Un mois plus tard, des affrontements opposent à Auch, dans le Gers, la caravane des jeunes du FN à des étudiants qui manifestent contre le rapport Laurent sur l'enseignement supérieur. Samuel Maréchal, gendre de Jean-Marie Le Pen, et un militant du Front national écoperont de huit mois de prison avec sursis et de 5.000 francs d'amende pour "coups et blessures volontaires".

Il y a quinze jours, enfin, à Courbevoie (Hauts-de-Seine), trois militants d'extrême-droite se faisant passer pour des policiers frappent une Algérienne enceinte.

"L'un d'eux m'a plaquée contre le mur, raconte Nassera. J'ai crié que j'étais enceinte. Je pleurais. Ils voulaient me menotter. Et puis ils ont réfléchi et m'ont donné trois secondes pour déguerpir."

Arrêtés par une patrouille de police, les trois hommes seront mis en examen pour "vol avec violence, usurpation de titre, transport et détention d'armes" et remis en liberté sous contrôle judiciaire. Les enquêteurs avaient trouvé chez eux une panoplie de militants néo-nazis, de nombreuses armes à feu et une carte du Front national.

Pour Le Pen,
"tout cela n'est que mauvaise foi et imagination fantasmatique, particulièrement perverse, pour rattacher cet incident criminel à la manifestation de dizaines de milliers de gens le jour du 1er mai"
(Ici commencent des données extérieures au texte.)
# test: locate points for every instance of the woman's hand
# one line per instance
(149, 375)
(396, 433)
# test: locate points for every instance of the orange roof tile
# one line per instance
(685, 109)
Aux yeux de la loi, un slogan comme "la France aux Français" est considéré comme la simple expression d'une opinion politique légitime. Et Le Pen peut insulter, en les traitant de "racaille", les militants antiracistes qui ont eu l'audace, le 1er mai, tandis qu'il s'adressait à ses partisans, d'accrocher sur la façade du Palais-Garnier une banderole sur laquelle on pouvait lire ces autres slogans à ses yeux scandaleux: "Non au racisme! Non au fascisme!"